Drastic ups and downs of this type, roller coasters, are common in times of confusion and geostrategic and political changes, so it is risky to draw hasty conclusions from each of these movements. But experts are beginning to accumulate signs of a possible change in trend.
When the crisis began with Vladimir Putin's Russia, the countries most dependent on gas supplies from that country, first of all Germany and also Italy, but in general all the European countries and the rest of the more developed ones, set out to find alternative stocks around the world. A herd of hoarders ready to seize everything at any price. All to ensure minimally acceptable reserves to face next winter.
According to the aforementioned North American bank, those countries, once again led by Germany led by Foreign Minister Olaf Scholz, had already secured 90% of those reserves. And from there, their buying appetite has begun to moderate. On the other hand, the effect on the market of the successive restrictions on Russian supply has weakened, since much of the threat has already been consummated. Shipments to Europe have already fallen by more than 80%, practically 100% of direct shipments to Germany, with which Putin has already spent practically all of his atomic arsenal on this energy front.
And, in the opposite direction, it has managed to get its European clients to reach agreements to limit gas prices and their effects on the energy bill of companies and families. An additional factor pushing gas prices down. As do the measures promoted by the European Commission, chaired by Ursula Von der Leyen, to reduce consumption and save energy –although their scope is still uncertain– and the increasingly notable signs of a downturn in the economy. Activity is affected by price increases, especially energy prices in the case of companies, income and income losses and the drop in trade.

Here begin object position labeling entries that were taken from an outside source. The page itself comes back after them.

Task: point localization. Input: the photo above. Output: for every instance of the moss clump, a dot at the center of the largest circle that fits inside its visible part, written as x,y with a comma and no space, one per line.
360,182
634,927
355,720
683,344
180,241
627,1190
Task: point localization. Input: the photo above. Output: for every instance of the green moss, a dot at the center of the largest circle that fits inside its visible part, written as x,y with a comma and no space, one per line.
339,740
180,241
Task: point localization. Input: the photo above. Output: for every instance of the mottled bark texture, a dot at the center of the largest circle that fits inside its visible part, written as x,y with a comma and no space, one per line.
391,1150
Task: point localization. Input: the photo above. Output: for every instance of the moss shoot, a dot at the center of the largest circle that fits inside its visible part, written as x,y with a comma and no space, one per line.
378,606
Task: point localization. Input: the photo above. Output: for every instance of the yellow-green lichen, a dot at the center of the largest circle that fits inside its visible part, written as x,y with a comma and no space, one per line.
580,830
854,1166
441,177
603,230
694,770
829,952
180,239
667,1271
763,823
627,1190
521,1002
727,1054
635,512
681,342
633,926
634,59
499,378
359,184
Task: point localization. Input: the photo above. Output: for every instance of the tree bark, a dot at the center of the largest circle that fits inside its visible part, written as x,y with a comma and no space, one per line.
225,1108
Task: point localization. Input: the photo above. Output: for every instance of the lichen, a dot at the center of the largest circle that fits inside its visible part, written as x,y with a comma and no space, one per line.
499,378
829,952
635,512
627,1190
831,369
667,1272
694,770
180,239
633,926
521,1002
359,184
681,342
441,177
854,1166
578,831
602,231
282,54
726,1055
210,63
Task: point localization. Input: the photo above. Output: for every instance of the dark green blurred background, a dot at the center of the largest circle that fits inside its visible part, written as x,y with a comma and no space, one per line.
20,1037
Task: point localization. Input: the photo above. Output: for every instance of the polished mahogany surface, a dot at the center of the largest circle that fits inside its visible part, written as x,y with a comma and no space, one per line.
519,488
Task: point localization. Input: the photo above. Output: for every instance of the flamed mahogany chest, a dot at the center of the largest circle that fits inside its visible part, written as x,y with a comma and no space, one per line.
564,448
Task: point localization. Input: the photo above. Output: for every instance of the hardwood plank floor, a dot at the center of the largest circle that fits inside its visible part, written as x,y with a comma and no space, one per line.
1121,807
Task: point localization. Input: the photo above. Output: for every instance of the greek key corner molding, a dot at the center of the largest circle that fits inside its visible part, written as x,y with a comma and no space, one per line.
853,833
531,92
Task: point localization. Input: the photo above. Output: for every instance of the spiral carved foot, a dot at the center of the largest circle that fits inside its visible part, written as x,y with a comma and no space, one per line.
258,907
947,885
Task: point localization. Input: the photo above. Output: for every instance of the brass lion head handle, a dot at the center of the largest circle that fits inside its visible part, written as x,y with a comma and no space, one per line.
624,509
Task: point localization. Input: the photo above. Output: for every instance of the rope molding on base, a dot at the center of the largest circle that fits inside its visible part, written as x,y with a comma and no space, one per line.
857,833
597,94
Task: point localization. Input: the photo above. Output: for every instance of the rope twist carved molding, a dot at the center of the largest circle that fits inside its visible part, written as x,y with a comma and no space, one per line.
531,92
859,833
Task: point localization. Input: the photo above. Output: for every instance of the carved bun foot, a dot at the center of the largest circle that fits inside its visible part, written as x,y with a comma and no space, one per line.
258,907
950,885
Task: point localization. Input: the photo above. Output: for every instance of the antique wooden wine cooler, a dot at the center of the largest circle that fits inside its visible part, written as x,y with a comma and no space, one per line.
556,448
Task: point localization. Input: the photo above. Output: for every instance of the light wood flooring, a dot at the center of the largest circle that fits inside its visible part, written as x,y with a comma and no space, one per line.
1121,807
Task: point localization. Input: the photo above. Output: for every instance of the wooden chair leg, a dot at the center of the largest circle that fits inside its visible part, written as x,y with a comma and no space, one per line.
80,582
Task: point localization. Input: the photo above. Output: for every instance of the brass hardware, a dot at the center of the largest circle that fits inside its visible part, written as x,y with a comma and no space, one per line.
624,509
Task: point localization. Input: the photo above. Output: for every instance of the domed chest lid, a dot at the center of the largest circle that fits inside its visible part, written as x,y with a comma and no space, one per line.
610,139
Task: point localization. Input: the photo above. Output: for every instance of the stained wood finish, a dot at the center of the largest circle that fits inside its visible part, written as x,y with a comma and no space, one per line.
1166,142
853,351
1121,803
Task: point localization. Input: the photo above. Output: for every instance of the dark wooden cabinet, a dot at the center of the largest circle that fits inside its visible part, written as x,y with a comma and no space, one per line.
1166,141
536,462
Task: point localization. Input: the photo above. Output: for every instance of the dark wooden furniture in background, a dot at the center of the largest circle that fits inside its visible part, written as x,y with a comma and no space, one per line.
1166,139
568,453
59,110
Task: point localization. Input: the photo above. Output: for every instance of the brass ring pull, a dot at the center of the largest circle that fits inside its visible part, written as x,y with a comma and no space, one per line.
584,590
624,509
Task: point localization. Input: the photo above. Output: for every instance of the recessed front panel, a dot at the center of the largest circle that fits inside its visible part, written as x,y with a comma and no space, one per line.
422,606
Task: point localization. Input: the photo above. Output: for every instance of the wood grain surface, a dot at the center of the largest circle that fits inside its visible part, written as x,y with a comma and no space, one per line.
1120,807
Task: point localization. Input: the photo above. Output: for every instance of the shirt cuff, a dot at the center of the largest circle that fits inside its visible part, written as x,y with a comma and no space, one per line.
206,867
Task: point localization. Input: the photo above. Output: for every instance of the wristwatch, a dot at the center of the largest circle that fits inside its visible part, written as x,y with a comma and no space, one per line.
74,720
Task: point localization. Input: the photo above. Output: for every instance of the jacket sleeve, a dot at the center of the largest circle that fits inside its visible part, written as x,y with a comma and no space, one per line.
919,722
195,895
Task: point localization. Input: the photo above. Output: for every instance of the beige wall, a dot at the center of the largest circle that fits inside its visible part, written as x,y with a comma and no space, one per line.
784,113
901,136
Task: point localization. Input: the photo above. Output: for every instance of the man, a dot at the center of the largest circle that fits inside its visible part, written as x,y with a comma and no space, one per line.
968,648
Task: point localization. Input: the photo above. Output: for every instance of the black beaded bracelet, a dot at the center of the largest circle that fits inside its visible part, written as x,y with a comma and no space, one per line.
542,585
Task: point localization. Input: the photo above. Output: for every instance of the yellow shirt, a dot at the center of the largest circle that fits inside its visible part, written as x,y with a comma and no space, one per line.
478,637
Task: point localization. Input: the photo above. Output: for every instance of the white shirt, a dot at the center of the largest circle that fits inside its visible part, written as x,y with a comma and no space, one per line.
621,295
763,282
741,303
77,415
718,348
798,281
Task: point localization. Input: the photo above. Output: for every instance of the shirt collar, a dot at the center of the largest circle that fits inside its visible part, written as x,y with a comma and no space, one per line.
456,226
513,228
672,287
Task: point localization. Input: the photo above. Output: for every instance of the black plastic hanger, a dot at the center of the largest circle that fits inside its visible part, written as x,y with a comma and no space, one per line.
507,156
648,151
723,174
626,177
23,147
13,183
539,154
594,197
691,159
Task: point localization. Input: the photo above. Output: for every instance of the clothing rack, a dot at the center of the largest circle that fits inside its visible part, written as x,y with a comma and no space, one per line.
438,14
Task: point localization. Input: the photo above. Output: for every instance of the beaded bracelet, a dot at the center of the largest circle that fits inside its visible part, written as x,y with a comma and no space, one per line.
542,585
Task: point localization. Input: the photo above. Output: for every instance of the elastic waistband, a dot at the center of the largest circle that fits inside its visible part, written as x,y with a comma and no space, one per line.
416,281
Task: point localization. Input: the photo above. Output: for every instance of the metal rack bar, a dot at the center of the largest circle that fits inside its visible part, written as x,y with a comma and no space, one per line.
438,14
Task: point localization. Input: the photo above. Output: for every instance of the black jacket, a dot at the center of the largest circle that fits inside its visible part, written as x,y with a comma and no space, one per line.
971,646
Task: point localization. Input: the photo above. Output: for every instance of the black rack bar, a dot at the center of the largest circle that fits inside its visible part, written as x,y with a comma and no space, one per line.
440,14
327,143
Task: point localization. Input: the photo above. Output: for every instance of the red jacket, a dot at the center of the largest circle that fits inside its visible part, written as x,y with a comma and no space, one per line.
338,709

If this downward trend were to consolidate in the coming weeks, the companies that are renegotiating the prices of their gas contracts with supplying countries, as in the case of the Spanish company Naturgy, owned by La Caixa and chaired by Francisco Reynés, could reap the benefits of having dragged out negotiations for months. Now, in the new situation, they could reap the rewards in the form of a lower rise in the bill. Lower in relative terms, since gas is still trading ten times above its traditional level, the one before the pandemic and the war ended. Which would also be good news for its clients, both families and companies.
As has already been said, these first indications should be taken with great caution, as any unforeseen incident can return the process to a bullish and uncontrolled phase. The immediate question is whether, if the decline in gas prices were to consolidate, it would be enough to deactivate the fuse of inflation and reverse the upward course of interest rates imposed by the European Central Bank (ECB) of Christine Lagarde. After two consecutive rate hikes to 1.25%, the latest European price data has fueled speculation of a further 0.75% rise at the October meeting. First of the four announced by the regulatory body of the euro.
To a large extent it will depend on whether you think that price increases have already disregarded their origin, the cost of energy, and are already running free on their own through the rest of the economy. The ECB should consider how high the risk is of propping up an already visibly limping economy with a further and accelerating rise in money costs. The next few weeks will be very intense.